VIDEO GUIDE How To Use LSTOPO for Better VM Performance on Multi CPU and Threadripper Systems

SpaceInvaderOne · September 16, 2018

Hi Guys. This video is a tutorial on how to examine the topology of a multi CPU or a Threadripper server which has more than one numa node. This is useful so we can pin vCpu cores from the same numa node as the GPU which we want to pass through so therefore, getting better performance. The video shows how to download and install hwloc and all of its dependencies using a script and @Squid great user script plugin. Hope you find it useful

---------------------------------------------------------------------------------------------------------------------------------------------------------------------------------------------------------------------------------------------------------------

**note** If using the new 6.6.0 rc versions of unraid (or above)**

before running the lstopo command you will need to create a symlink using this command first

 ln -s /lib64/libudev.so.1 /lib64/libudev.so.0

** dont run the above command unless on unraid 6.6.0 or above!

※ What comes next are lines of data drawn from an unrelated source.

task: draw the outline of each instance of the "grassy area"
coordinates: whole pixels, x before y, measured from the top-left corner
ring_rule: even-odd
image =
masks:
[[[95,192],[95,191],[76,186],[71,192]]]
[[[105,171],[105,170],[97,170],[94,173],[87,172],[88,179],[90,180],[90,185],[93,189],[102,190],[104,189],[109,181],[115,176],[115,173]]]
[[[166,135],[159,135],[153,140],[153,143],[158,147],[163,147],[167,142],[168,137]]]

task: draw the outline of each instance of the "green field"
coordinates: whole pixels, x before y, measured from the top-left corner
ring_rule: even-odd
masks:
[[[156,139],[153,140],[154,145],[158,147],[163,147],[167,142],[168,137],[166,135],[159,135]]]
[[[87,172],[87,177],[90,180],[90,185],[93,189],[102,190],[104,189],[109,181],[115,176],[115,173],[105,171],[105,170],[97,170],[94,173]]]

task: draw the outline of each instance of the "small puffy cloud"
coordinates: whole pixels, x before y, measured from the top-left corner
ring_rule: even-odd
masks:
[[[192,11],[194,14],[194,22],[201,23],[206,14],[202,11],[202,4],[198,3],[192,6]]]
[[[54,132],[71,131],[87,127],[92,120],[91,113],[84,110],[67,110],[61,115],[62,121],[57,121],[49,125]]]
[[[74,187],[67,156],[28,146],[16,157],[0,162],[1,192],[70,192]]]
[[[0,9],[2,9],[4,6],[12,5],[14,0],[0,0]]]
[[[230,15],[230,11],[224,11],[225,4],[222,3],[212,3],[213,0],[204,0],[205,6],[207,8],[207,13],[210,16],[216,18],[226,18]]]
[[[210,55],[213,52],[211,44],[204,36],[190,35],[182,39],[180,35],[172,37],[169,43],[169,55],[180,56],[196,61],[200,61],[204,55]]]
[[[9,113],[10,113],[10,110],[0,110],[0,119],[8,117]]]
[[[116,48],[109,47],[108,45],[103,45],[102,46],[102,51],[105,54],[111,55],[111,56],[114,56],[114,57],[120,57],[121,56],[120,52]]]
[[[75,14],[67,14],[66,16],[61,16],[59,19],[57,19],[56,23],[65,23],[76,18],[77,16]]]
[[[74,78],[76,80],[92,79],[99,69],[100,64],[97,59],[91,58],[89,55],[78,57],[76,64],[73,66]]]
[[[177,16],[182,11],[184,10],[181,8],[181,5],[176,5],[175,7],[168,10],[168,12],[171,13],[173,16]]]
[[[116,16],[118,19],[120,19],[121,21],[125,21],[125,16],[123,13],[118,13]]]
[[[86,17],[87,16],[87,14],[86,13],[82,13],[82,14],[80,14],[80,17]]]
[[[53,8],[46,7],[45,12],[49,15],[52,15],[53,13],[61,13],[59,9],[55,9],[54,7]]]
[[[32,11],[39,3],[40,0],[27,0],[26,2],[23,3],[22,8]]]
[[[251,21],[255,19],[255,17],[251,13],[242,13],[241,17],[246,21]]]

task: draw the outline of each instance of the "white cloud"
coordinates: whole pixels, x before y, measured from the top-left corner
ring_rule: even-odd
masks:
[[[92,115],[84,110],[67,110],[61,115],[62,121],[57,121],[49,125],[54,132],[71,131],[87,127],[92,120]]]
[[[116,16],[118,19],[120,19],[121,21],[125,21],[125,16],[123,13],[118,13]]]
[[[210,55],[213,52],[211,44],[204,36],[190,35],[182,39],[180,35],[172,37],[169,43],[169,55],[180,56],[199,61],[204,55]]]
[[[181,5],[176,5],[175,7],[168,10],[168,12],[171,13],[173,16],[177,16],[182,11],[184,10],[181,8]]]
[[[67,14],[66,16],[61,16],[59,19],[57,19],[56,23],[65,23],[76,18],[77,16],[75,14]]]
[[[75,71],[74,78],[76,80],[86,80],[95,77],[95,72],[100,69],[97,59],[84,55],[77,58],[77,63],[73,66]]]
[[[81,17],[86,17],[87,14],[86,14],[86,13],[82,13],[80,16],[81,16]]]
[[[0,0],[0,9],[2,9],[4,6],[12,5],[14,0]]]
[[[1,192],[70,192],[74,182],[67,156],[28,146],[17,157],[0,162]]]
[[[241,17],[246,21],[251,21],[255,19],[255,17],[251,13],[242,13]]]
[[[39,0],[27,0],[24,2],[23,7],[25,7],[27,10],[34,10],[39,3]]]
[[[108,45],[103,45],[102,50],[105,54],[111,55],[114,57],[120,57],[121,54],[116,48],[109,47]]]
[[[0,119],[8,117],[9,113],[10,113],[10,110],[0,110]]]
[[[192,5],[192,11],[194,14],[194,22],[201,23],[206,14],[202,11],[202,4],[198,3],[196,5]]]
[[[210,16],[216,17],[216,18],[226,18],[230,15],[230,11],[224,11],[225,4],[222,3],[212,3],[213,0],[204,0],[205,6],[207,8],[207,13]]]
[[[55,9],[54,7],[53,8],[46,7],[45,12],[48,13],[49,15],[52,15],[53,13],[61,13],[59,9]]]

---------------------------------------------------------------------------------------------------------------------------------------------------------------------------------------------------------------------------------------------------------------

EDIT--

Unraid now has lstopo built in! You will need to boot your server in GUI mode for it to work. Then once you are in GUI mode just open terminal and run the command and you are good to go. Much easier than messing with loading it manually like in my video.

jonp · September 16, 2018

Another great guide by our friendly Space Invader!!

Sent from my Nexus 6 using Tapatalk

revilo951 · September 17, 2018

Thanks for all you do, friendly space-man!

jspence27 · September 17, 2018

Thanks Spaceinvader. Reposting from my comment on the video in case other forum users run into the same issue. Running Unraid 6.6.0-rc3 and get - lstopo: error while loading shared libraries: libudev.so.0: cannot open shared object file: No such file or directory when trying to generate the png. Any thoughts?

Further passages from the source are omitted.